FIR filters are commonly implemented with symmetric coefficients to provide a linear phase response. A filter having a linear phase response is a filter that exhibits a constant change in phase angle as a function of frequency. This type of filter response is highly desirable for many applications, such as communications. In these cases, the number of taps is often denoted as 2N or 2N+1. However, only N or N+1 coefficients need to be created due to the symmetry.
One goal of FIR filter design is to increase the number of coefficients and or TAPs. Typical, conventional FIR filters used today employ thousands of coefficients, millions of coefficients or more.
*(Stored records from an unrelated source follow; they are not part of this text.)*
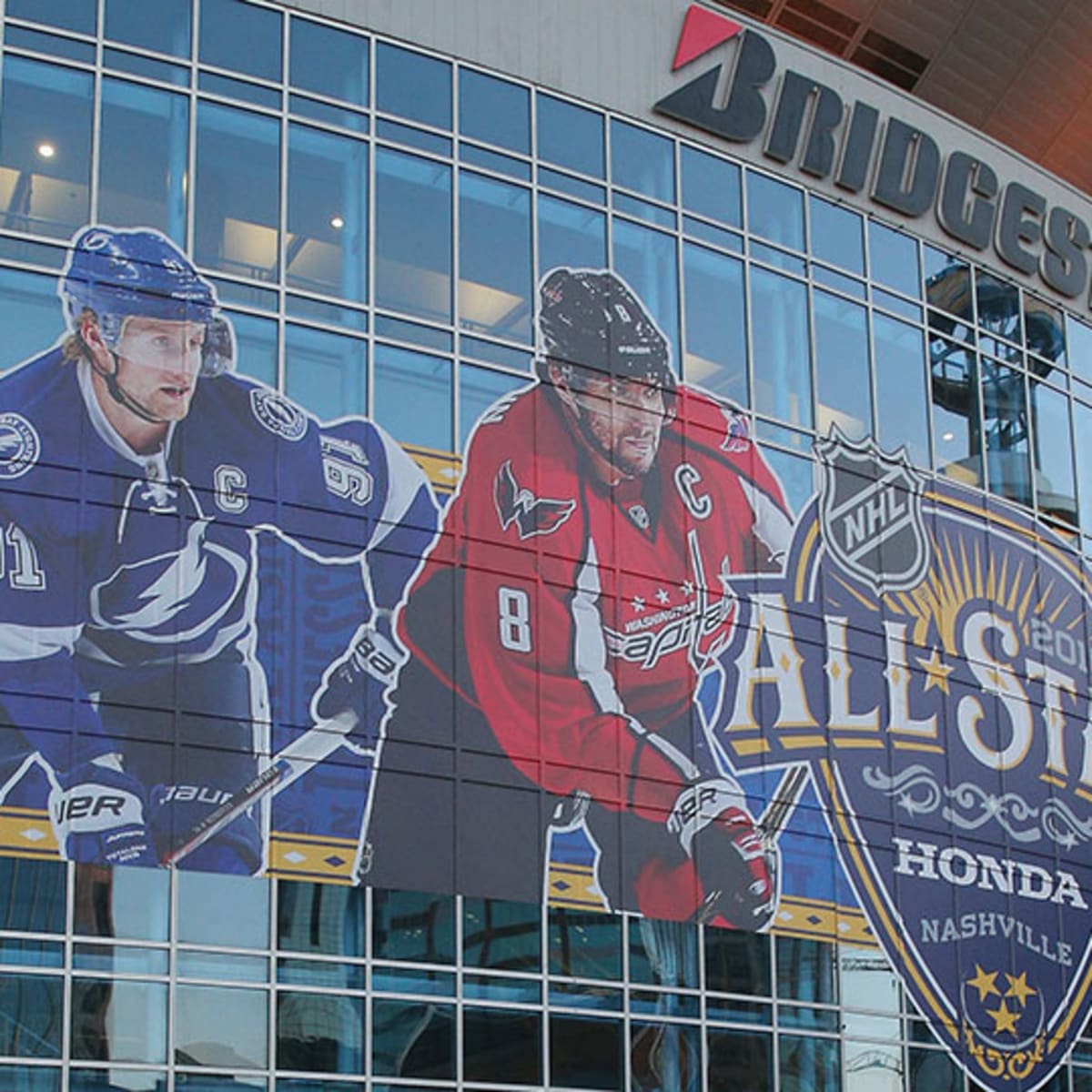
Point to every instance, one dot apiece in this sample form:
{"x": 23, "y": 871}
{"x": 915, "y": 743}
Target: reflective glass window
{"x": 642, "y": 161}
{"x": 326, "y": 372}
{"x": 412, "y": 926}
{"x": 221, "y": 1026}
{"x": 715, "y": 323}
{"x": 585, "y": 1053}
{"x": 413, "y": 235}
{"x": 645, "y": 260}
{"x": 329, "y": 61}
{"x": 571, "y": 235}
{"x": 227, "y": 25}
{"x": 238, "y": 169}
{"x": 893, "y": 259}
{"x": 479, "y": 388}
{"x": 121, "y": 902}
{"x": 320, "y": 917}
{"x": 256, "y": 344}
{"x": 164, "y": 27}
{"x": 32, "y": 1019}
{"x": 782, "y": 359}
{"x": 118, "y": 1020}
{"x": 571, "y": 136}
{"x": 413, "y": 1040}
{"x": 143, "y": 151}
{"x": 502, "y": 1046}
{"x": 838, "y": 235}
{"x": 710, "y": 186}
{"x": 413, "y": 397}
{"x": 45, "y": 147}
{"x": 1053, "y": 452}
{"x": 319, "y": 1032}
{"x": 775, "y": 211}
{"x": 1005, "y": 427}
{"x": 901, "y": 396}
{"x": 327, "y": 249}
{"x": 30, "y": 317}
{"x": 413, "y": 86}
{"x": 494, "y": 110}
{"x": 495, "y": 278}
{"x": 844, "y": 397}
{"x": 70, "y": 15}
{"x": 201, "y": 920}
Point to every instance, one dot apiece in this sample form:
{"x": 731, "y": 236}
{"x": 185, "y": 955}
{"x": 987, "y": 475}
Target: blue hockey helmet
{"x": 140, "y": 272}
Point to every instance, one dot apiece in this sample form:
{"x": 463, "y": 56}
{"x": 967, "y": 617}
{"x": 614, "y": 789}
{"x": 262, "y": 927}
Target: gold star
{"x": 1019, "y": 988}
{"x": 936, "y": 672}
{"x": 986, "y": 984}
{"x": 1003, "y": 1019}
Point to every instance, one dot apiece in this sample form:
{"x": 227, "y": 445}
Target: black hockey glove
{"x": 737, "y": 872}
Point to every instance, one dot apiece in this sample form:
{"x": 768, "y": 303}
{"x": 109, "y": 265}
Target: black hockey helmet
{"x": 592, "y": 323}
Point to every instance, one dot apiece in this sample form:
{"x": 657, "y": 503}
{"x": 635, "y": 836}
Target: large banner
{"x": 612, "y": 671}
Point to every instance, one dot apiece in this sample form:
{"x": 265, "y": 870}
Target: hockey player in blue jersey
{"x": 136, "y": 476}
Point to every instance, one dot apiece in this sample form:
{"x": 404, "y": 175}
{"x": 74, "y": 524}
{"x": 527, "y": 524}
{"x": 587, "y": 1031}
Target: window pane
{"x": 328, "y": 213}
{"x": 45, "y": 147}
{"x": 145, "y": 147}
{"x": 30, "y": 316}
{"x": 842, "y": 367}
{"x": 413, "y": 397}
{"x": 32, "y": 1008}
{"x": 329, "y": 61}
{"x": 715, "y": 323}
{"x": 781, "y": 354}
{"x": 121, "y": 902}
{"x": 201, "y": 920}
{"x": 320, "y": 1032}
{"x": 495, "y": 258}
{"x": 836, "y": 236}
{"x": 413, "y": 235}
{"x": 494, "y": 110}
{"x": 164, "y": 27}
{"x": 571, "y": 136}
{"x": 642, "y": 161}
{"x": 238, "y": 168}
{"x": 571, "y": 235}
{"x": 645, "y": 260}
{"x": 119, "y": 1021}
{"x": 227, "y": 25}
{"x": 775, "y": 211}
{"x": 410, "y": 1040}
{"x": 413, "y": 86}
{"x": 326, "y": 372}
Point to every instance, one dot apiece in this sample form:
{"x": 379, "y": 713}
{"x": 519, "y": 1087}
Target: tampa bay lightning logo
{"x": 278, "y": 414}
{"x": 19, "y": 446}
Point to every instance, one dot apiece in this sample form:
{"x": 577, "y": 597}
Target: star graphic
{"x": 1003, "y": 1019}
{"x": 936, "y": 672}
{"x": 986, "y": 984}
{"x": 1019, "y": 988}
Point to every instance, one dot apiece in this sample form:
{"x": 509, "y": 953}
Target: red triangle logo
{"x": 702, "y": 32}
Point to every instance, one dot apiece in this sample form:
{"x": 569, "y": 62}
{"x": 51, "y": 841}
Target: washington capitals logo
{"x": 532, "y": 516}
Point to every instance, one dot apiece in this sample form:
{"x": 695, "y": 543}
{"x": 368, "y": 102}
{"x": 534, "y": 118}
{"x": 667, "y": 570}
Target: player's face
{"x": 625, "y": 419}
{"x": 158, "y": 361}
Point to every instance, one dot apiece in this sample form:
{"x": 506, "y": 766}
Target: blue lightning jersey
{"x": 141, "y": 561}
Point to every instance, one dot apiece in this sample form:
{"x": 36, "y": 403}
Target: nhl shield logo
{"x": 871, "y": 513}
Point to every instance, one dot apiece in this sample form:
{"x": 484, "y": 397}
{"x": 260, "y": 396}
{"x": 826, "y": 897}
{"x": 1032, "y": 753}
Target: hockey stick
{"x": 288, "y": 765}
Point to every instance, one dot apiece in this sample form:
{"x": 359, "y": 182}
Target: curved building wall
{"x": 375, "y": 192}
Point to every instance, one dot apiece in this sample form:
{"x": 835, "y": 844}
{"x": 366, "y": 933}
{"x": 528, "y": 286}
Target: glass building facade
{"x": 376, "y": 218}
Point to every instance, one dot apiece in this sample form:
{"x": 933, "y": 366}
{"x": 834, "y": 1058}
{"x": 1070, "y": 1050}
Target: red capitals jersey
{"x": 576, "y": 618}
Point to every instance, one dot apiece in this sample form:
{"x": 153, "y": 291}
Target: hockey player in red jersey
{"x": 561, "y": 627}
These conventional FIR filters compute the large number of coefficients and store them in read only memory (ROM) prior to filter operation. Computing such a large number of coefficients is prohibitively expensive to compute in real-time and is also prohibitively expensive to store. System designers employ many hours of CPU time to search for the coefficients that are best suited for the requirements. However, for applications such as digital domain sample rate conversion, the number of coefficients of the FIR digital filters can reach a level of hundreds, thousands or even millions. For such levels of FIR filters, optimization techniques and/or a huge memory physically storing all the possible coefficients are not feasible. Thus, computing the digital filter coefficients in real-time becomes an indispensable option.
There are a number of conventional approaches to computing coefficients. A first approach is to compute all of the coefficients off-line, as described above, before filtering and store them in read only memory (ROM). Then, the coefficients are recalled from memory during FIR filter operation. However, this approach is not realistic for the large number of coefficients typically used in FIR filters of today because a large amount of storage is required.
A second approach to compute coefficients is to use linear interpolation in real-time. According to this approach, a portion of a large number of coefficients are computed and stored in ROM. During real-time filter operation, coefficients are computed from interpolating between values stored in the ROM. This approach does reduce the size of memory used compared to the first approach (from tens of millions to hundreds of thousands of words), however a large memory is still required and the coefficients calculated from interpolation may not be as accurate as required.
A third approach is to use a multi-stage filter in combination with the second approach. Multiple stages of filters are used instead of a single filter in order to reduce the size of memory used. However, a large amount of memory is still required to store pre-computed coefficients and the coefficients calculated from interpolation may not be as accurate as desired.